Lets take a look at your strategic options……

Disad strategies alone


Strategic note:
• Disad + Case
• Disad + Counterplan
• Disad + Counterplan + Case

One and two are about equal (in the list of 3). Although 2 might have a slight edge. Note: this is just a general rule. If the counterplan ground on a part. But 3 is likely to be most advantageous.
Also note: the case strategy should be assembed to be ready to adjust to the inevitable ways in which the aff with probably be able to legitimately claim to solve something like hege or econ or environment or softpower better than the aff (ie it sends a better signal or coordinates better or gets better international modeling).

And disad strategies with “turns the case” are even more successful in each one of those cases–particularly in the context of impact comparison which actually isolates the impact filters the negative is likely to win…..and minimizing and/or accessing the ones its not likely to win.

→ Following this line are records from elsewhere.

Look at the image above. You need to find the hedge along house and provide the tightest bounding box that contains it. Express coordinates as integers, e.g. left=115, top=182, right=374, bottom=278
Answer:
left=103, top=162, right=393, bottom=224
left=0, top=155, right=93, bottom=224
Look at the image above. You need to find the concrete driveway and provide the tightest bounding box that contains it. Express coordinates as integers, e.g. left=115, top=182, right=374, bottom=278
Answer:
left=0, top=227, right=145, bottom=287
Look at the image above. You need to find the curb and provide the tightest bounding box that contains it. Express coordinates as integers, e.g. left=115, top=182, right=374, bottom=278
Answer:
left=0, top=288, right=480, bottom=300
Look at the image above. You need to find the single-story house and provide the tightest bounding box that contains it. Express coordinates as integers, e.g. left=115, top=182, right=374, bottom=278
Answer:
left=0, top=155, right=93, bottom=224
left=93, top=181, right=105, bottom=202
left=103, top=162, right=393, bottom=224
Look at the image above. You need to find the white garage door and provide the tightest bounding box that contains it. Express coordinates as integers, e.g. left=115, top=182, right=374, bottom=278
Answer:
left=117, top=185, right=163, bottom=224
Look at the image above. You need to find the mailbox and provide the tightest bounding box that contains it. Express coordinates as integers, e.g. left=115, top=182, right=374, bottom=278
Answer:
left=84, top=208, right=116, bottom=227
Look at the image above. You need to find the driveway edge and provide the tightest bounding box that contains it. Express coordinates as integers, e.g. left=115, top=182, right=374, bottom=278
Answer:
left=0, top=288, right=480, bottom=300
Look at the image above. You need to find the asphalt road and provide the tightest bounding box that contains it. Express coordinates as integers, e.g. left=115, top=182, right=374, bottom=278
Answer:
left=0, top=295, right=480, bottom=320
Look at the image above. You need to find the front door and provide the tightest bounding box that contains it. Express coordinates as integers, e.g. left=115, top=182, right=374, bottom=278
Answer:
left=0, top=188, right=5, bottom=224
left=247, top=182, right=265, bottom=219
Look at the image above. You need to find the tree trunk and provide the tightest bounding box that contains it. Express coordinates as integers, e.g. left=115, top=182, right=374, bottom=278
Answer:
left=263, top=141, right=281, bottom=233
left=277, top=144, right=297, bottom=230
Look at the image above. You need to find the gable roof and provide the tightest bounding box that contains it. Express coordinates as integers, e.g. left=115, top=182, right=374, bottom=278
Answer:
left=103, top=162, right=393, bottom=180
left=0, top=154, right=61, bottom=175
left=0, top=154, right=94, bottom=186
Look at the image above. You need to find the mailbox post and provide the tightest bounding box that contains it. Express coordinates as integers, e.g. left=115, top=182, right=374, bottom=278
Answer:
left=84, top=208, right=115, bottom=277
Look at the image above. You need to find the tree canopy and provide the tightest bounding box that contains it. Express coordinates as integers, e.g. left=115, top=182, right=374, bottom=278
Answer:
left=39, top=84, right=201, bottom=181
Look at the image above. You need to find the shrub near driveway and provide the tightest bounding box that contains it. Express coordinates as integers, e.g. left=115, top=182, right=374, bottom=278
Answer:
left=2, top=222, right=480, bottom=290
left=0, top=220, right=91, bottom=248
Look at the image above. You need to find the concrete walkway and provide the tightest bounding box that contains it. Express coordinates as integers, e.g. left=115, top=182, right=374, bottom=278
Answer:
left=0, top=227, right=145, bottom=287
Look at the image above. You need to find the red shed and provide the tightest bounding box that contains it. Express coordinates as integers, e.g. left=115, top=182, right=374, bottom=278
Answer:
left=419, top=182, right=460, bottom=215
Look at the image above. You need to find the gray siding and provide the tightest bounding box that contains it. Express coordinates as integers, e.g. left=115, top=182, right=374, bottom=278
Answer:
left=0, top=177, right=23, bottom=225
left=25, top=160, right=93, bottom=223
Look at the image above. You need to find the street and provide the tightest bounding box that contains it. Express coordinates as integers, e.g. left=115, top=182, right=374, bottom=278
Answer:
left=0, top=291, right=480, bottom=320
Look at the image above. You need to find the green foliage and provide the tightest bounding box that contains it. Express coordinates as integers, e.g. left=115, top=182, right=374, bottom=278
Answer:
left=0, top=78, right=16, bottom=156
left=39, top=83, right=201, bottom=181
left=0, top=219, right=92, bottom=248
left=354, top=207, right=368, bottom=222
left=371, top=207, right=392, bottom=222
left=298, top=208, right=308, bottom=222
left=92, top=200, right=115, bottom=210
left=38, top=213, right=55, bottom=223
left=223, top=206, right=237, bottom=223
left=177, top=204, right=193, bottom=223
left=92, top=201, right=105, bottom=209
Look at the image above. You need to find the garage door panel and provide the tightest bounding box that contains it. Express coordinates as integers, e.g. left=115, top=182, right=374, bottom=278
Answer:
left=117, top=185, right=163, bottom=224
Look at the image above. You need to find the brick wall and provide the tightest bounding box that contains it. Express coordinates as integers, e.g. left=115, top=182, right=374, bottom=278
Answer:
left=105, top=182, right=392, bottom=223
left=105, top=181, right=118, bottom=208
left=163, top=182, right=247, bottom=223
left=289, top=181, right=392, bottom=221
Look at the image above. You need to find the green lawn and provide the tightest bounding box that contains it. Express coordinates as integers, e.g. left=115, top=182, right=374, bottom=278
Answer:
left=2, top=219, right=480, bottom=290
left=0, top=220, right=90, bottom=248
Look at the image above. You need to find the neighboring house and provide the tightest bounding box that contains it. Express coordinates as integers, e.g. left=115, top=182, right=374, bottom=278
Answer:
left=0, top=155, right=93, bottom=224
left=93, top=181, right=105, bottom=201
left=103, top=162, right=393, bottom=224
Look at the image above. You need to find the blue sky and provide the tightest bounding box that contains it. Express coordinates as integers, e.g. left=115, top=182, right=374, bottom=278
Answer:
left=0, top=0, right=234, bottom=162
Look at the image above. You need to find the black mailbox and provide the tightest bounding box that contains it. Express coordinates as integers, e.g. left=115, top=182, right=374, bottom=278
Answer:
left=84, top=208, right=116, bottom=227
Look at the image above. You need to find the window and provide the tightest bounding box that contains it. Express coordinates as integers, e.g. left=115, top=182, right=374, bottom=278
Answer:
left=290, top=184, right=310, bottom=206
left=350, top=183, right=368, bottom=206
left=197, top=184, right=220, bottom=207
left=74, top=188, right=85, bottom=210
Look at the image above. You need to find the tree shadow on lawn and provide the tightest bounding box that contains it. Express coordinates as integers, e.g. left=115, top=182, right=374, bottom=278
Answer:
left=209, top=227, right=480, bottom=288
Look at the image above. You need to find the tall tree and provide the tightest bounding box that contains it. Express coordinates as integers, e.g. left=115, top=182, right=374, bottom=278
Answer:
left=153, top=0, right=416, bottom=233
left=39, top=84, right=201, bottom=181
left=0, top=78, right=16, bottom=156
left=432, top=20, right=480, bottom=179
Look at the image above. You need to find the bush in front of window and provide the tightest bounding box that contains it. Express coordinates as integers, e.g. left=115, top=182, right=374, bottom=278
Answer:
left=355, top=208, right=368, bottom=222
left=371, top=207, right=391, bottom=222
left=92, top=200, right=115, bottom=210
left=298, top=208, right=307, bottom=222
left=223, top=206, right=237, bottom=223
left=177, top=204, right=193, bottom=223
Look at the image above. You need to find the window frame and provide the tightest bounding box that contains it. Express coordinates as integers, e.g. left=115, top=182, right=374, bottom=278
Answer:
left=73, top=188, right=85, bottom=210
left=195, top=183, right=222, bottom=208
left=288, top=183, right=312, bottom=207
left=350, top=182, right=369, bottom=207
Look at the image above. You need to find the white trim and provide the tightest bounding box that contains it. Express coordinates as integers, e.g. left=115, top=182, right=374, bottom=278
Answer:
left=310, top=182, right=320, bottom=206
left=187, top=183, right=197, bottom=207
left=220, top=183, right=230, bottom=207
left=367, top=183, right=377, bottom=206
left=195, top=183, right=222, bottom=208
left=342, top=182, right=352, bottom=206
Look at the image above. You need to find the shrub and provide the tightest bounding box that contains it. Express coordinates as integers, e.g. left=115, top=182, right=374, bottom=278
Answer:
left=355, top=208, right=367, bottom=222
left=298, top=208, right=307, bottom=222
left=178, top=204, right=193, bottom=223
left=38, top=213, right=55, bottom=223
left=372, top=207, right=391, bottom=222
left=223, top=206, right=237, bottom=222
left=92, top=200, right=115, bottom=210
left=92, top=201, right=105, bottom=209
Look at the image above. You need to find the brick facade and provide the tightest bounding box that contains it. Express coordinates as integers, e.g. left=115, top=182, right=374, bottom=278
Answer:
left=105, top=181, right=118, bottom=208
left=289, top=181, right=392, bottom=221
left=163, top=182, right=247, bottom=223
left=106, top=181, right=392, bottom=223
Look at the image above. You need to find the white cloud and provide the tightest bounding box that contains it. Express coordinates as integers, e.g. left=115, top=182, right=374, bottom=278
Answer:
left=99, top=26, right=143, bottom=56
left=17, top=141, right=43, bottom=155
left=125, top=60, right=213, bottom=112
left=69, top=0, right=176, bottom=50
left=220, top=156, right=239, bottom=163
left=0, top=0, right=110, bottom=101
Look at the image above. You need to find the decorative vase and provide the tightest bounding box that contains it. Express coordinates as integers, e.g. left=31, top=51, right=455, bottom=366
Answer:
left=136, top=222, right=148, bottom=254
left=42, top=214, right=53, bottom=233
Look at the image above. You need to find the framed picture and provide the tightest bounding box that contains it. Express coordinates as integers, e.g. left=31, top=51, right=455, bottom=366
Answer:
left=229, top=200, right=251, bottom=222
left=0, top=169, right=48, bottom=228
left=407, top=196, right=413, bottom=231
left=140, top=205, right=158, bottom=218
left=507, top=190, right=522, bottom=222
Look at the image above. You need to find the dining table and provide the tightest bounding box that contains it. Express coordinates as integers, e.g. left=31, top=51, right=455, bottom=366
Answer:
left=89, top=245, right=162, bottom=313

Disad alone strategies almost always loose? Why?
1. The aff has better evidence. Its more specific & it has better internal links
2. Try or die & inevitability. Remember there are 2 core parts of the aff. Solvency plus harms. Disads only really generally speak to one of those.
3. Disads tend to be more one shot type harms, which have a timeframe and sometimes impact advantage

The counterplan makes large parts of the aff go away. It creates agreement–and focuses the debate to a place that is more like negative ground. This gives the negative much, much better advantages–assuming there is:
1. topic specific literature (or semi-topic specific literature)
2. a process counterplan the neg is good at running and defending (ie answering abuse/fairness claims & answering the permutation debate).

If all of the above…..seems to be at a loss… of the following is likely to work (or potentially could work)
1) backfile check
2) go for critique + alternative + framework.

Lesson learned:

Start with a winning strategy:
1. Disad + counterplan + case
2. Critique + alternative + framework
3. Backfile check (often means impact turn–like malthus, hege bad, de-dev, etc… ). Obviously certain backfile checks need to be used with impact takeouts/turns, etc.. to the other advantages.

Add 2 things:
1. Disad turns the case. Disad access the case. Ideally with a combination of cards & analytical reasons (ie a world of declined hegemony would mean….X, Y, and Z about the case. Our evidence speaks to how G, H, and I occur which would prevent solvency and/or make the problem worse).
2. Impact comparison which focuses on your strengths, while answering your weaknesses.

This is strategy at the meta-level for the negative. Pure and simple. Otherwise you will lose to semi-decent teams that can say the words “try or die” or otherwise prove your disad inevitable–and that the aff has a little risk of solving it.

I would build everyone of my strategies around these principles. Sure, you can win on theory or topicality–but thats generally only with:
a) bad teams
b) teams that blatantly violate the resolution (ie they are extra-team or run a rather squirrelly case which isn’t a core part of the resolution).
Otherwise, on topicality……you are devoting your time to research & strategy poorly…..

Don’t build your strategies so that you can only beat bad teams with them. Thats just silly. That means that the 70% of other teams will likely beat you.